The Lonesome Sisters, Sarah Hawker and Debra Clifford, are an American acoustic music duo. They were voted Best Acoustic Duo of 2006 by Gibson Guitars. At Merlefest 2004 they performed and they won best country song in the Merlefest Chris Austin Songwriting Contest for Sarah's song, "Forgiveness." They have recorded six CDs on their own record label, Tin Halo Music. "Follow Me Down" was voted best original song in the Clifftop WV Appalachian Stringband Festival Songwriting Contest.  

Sarah Hawker learned about traditional Appalachian singing from her aunt Ginny Hawker, traditional Appalachian singer, and her uncle Tracy Schwarz of the New Lost City Ramblers, as well as her grandfather, Ben Hawker, beloved Primitive Baptist singer and  teacher, and teller of tall tales. Along with singing and songwriting, she plays guitar, clawhammer banjo and harmonium. 
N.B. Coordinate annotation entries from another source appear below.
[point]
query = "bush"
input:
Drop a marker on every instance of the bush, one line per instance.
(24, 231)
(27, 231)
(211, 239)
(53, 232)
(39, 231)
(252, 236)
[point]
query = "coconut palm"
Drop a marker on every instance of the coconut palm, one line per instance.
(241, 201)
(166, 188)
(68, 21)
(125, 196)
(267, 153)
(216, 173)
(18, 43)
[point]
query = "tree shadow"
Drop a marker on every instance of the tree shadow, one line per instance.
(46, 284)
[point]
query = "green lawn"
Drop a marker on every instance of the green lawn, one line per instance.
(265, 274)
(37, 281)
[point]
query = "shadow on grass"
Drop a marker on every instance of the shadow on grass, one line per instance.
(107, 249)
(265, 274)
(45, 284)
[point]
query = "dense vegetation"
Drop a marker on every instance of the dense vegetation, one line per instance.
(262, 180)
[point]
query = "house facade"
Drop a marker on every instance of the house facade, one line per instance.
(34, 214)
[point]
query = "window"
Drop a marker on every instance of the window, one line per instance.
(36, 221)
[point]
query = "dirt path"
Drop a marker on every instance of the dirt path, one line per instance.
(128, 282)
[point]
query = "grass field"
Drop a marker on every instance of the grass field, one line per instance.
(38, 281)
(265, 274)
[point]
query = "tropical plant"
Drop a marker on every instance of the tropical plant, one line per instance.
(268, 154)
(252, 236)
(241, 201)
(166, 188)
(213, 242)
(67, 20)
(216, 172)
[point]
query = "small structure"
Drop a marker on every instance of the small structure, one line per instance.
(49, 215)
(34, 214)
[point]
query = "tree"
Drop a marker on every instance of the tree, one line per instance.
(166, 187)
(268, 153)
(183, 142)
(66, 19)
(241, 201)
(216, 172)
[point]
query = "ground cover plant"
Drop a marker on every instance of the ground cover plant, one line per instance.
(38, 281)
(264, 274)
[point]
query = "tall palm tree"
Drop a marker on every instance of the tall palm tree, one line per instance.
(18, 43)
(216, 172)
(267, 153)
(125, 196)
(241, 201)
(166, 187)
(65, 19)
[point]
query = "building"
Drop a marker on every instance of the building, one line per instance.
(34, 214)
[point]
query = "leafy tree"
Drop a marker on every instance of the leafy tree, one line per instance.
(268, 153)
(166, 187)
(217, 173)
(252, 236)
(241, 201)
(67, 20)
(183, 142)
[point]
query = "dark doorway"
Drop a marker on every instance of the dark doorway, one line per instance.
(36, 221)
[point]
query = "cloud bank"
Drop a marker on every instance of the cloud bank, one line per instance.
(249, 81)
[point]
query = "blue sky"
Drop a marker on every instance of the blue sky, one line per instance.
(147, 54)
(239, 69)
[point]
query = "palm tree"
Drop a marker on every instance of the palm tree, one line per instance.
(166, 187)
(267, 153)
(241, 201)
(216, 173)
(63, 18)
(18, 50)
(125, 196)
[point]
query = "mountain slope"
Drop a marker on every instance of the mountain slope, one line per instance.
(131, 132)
Debra Clifford has toured with Ginny Hawker & Tracy Schwarz, and is also a member of Old Buck, an old time music stringband with Riley Baugus on Banjo; Emily Schaad, fiddle; and Sabra Guzman, bass. The Old Buck CD was chosen by Scott Nygaard, editor of Acoustic Guitar magazine, as one of the best albums of 2013. 
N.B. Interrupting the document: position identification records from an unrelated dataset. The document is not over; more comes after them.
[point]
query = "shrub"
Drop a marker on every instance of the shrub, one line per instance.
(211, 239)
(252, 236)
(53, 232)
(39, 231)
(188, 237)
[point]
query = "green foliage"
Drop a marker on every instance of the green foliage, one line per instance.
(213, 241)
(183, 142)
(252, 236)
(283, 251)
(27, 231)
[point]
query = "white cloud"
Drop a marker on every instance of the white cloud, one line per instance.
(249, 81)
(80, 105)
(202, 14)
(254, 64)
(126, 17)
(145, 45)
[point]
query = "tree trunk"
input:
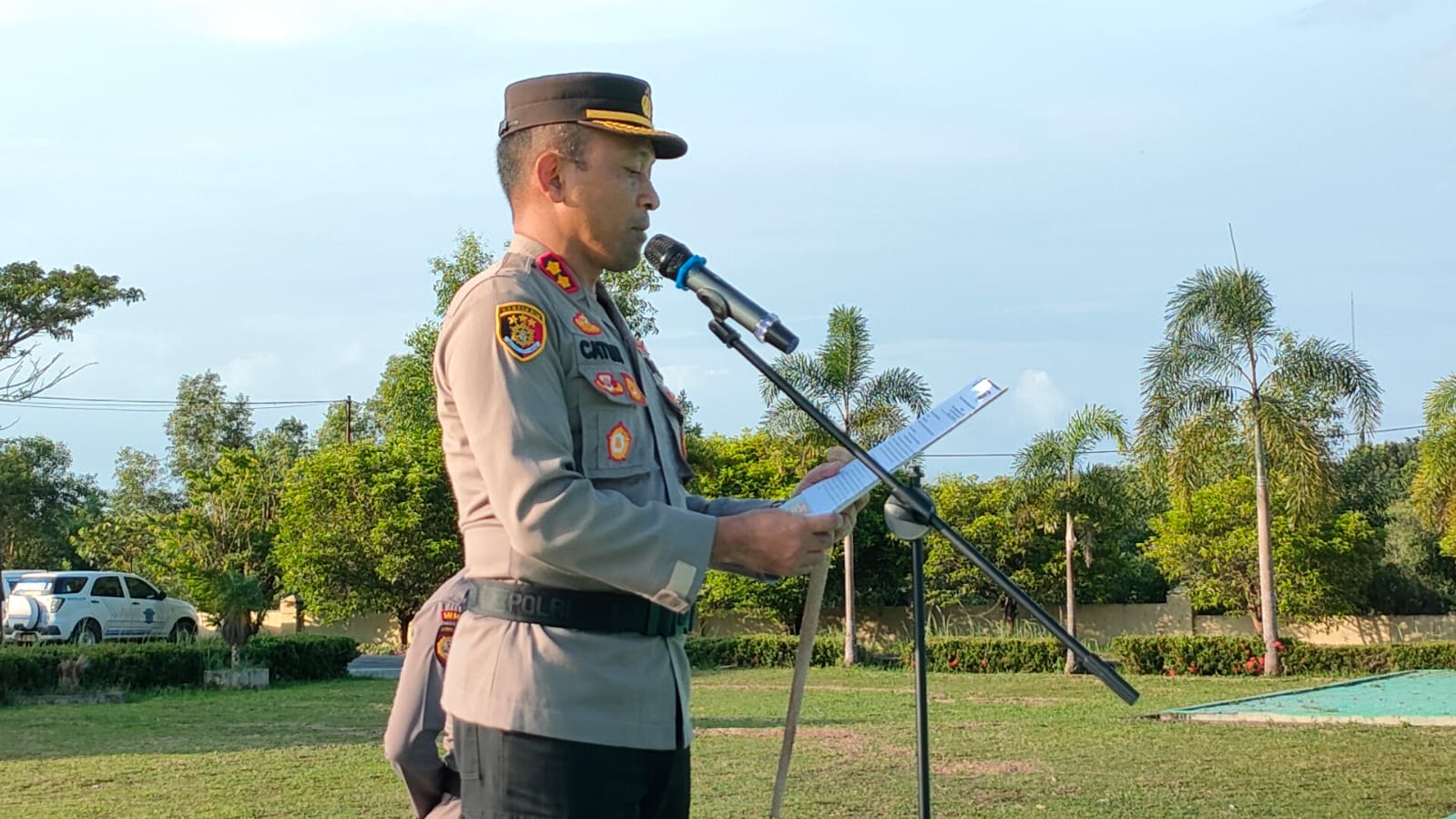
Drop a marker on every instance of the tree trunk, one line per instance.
(850, 626)
(1267, 600)
(1072, 595)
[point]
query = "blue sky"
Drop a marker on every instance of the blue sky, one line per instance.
(1008, 189)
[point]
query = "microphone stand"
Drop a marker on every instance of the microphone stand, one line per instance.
(906, 525)
(916, 507)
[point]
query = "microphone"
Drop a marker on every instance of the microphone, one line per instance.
(675, 261)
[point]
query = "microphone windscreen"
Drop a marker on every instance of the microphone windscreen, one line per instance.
(666, 254)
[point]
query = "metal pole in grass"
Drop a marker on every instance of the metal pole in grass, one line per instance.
(911, 525)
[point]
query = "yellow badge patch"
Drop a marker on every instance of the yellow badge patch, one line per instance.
(555, 269)
(443, 637)
(634, 391)
(607, 384)
(522, 330)
(619, 444)
(584, 323)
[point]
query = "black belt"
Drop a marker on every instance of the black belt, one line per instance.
(570, 608)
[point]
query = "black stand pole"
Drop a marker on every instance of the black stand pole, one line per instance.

In 2012, Sarah and Debra recorded three new CDs: Deep Water, Lonesome Scenes with Riley Baugus, and Long Time Sun released as Sarah Hawker, which is a Kudalini Yoga CD.

Reviews
"Crystalline harmonies and mournful tunes..." The Boston Globe 8/05 on the Lonesome Sisters at the Newport Folk Festival.

"My listeners and I love the Lonesome Sisters music. Warm, authentic and beautifully crafted, the albums are a joy". -Bob Harris, BBC RADIO 2

On The Lonesome Sisters with Riley Baugus CD 2: "The Lonesome Sisters' sound is straight out of Kentucky or West Virginia. Intricate acoustic guitar, upright bass and shimmering harmonies fill these beautiful bluegrass ballads. Performing Songwriter Magazine Sept/Oct 2005, Top 12 DIY Picks

On The Lonesome Sisters CD 1: "The warm plainitive voices of Sarah Hawker and Debra Clifford were simply destined to be entwined. Chad Crumm's production makes you feel like you are in the room with them. Their own compositions are indistinguishable in spirit and quality from the traditionals or Stanley Brothers songs here. Instrumental accompaniment by Clifford, Crumm, and Rose Sinclair (Heartbeats, Planet Zydeco) is all the more compelling for its restraint. "Omie Wise" features Hawker's voice unaccompanied and is the most chilling rendition I have heard. (BC) Dirty Linen Magazine August/September '05

"The Lonesome Sisters are  vocalist Sarah Hawker and Debra Clifford on vocals and guitar. If the name Hawker seems familiar, Sarah is the niece of master traditional vocalist Ginny Hawker. Sarah was also one of the recipients of the prestigious Chris Austin Songwriter's Award at Merlefest 2004. ... Debra Clifford and Sarah Hawker have produced two recordings of great tenderness and beauty. Anyone who is a fan of wonderful harmony singing and well-written songs will truly enjoy the work of The Lonesome Sisters".-Tom Druckenmiller, Sing Out! Fall 2004

References 

Joan Anderman, , "Rockers add zest, but folk still rules Newport festival", Boston Globe, archived 28 November 2013. 
Ari Surdoval, "The Lonesome Sisters: Long gone lonesome blues", Gibson Guitars, archived 28 November 2013.
Frank Goodman, "The Lonesome Sisters", Pure Music, archived 28 November 2013.